Boston-based writer Russ Lopez will discuss his recently released history of the LGBTQ presence in Massachusetts, from the Pilgrims’ landing in Provincetown in 1620 through the defeat of the anti-trans referendum on the ballot in November, 2018. Mr. Lopez illustrates how LGBTQ people have been a distinctive element in the life of the Commonwealth since the 17th century, challenging gender, sexual, and social norms even in colonial days. Lopez sheds light on such interesting historical phenomena as the “Boston marriages” of the late 19th century and the legacy of “Banned in Boston” relating to things LGBTQ.

Mr. Lopez’s account reveals interesting but relatively unfamiliar facts of how LGBTQ people have participated in Massachusetts society for nearly 400 years. For example, Julia Ward Howe, author of The Battle Hymn of the Republic and a leading Boston socialite, hosted a luncheon for Irish author Oscar Wilde during his American tour in 1882. Criticized for audacity Howe took to the media to defend herself. Lopez also notes that while colonial sodomy laws were severe, no men were executed for sodomy in Massachusetts, in contrast to England and the other American colonies.
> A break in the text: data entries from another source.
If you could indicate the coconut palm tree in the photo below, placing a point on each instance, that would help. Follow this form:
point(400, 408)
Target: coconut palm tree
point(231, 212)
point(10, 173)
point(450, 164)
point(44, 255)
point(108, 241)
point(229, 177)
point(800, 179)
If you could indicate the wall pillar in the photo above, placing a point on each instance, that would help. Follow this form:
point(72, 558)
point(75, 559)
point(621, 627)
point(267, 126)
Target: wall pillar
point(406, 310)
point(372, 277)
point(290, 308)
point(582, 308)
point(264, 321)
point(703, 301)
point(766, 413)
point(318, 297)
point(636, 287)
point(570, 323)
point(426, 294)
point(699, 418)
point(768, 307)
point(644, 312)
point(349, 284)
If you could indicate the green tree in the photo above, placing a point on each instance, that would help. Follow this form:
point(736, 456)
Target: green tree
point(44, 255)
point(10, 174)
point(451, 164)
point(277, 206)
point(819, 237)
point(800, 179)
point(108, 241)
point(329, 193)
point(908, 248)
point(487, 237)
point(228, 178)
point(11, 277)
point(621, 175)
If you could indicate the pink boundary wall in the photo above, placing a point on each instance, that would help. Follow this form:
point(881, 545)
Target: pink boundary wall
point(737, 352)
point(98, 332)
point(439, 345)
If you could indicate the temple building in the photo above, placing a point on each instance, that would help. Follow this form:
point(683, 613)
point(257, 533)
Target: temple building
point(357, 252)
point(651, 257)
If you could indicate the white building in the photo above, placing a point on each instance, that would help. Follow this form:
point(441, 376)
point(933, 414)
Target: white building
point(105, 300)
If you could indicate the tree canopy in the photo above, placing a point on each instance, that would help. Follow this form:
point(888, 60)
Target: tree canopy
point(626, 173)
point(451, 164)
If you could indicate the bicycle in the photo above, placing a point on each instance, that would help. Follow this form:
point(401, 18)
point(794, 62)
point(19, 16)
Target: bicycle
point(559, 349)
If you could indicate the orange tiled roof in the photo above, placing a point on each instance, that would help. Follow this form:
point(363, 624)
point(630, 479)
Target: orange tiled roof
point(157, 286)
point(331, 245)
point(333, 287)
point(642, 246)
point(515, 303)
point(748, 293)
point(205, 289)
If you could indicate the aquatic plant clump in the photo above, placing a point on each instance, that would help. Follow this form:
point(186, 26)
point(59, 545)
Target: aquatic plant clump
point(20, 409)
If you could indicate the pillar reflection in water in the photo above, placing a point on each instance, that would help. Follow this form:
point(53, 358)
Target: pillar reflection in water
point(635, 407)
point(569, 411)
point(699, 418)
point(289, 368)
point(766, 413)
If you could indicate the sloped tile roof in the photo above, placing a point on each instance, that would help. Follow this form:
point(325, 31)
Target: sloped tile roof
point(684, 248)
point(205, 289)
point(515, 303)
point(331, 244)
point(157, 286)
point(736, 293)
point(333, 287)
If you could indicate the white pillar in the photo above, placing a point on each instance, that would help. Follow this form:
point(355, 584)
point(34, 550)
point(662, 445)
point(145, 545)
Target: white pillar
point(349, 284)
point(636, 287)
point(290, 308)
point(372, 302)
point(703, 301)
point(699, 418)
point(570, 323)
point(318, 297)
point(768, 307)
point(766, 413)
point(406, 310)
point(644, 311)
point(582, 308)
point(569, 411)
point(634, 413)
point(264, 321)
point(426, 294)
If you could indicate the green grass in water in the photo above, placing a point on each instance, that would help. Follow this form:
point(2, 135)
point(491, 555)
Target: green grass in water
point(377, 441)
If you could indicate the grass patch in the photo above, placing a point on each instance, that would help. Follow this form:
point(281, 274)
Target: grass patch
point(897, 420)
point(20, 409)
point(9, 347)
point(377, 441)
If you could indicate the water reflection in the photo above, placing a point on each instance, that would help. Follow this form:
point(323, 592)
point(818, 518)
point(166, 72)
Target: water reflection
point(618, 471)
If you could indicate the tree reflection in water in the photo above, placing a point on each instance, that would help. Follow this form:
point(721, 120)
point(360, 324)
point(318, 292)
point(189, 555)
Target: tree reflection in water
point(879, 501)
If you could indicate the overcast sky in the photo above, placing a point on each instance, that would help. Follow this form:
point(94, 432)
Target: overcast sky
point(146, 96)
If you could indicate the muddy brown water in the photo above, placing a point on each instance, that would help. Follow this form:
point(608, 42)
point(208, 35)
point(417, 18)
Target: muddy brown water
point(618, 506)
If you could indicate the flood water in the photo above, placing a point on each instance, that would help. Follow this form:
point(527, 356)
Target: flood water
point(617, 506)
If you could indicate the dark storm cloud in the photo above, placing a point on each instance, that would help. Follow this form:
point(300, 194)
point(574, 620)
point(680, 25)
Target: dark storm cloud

Mr. Lopez emphasizes Boston’s many firsts. The Tiffany Fair, Fantasia Fair, and the Trans Day of Remembrance had their origins in the Bay State. Most notably, Massachusetts was the first United States jurisdiction to legalize same-sex marriage starting in 2004. So many national LGBTQ leaders have spent time in the movement in Massachusetts that activists speak of a “Boston Mafia.”

Mr. Lopez showcases the colorful history of the LGBTQ community in a readable and engaging text. Hub of the Gay Universe is especially topical at the time of Stonewall 50.


In Search of Stonewall, a Panel on LGBTQ Writing

In collaboration with the Boston Public Library and the Boston Pride Committee the Boston-based Gay and Lesbian Review will host a Stonewall 50-themed panel discussion during Boston Pride week. The Review began publishing as the Harvard Gay and Lesbian Review in 1994, the year of Stonewall 25. It changed its name in 2000 as it went “worldwide.” The magazine marks its 25thanniversary amidst Stonewall 50 with a collection of its best all-time essays on the Stonewall Riots: In Search of Stonewall.

The panel will feature LGBTQ intellectuals who contributed to the anthology. In his preface Dr. Schneider notes that “because “Stonewall’ exists as a symbol of the LGBT movement quite apart from the historic event itself, the search is always on for the meaning of Stonewall …. [S]omething happened, and it happened quite rapidly and even magically after the riots, so in this sense the search for Stonewall can also be a desire to reconnect with the overpowering energy and excitement of the period.”

Participating in the Review panel discussion will be writers Amy Hoffman and Russ Lopez and historian Martha Stone. Dr. Schneider will moderate. Each will analyze the significance of Stonewall from his or her perspective.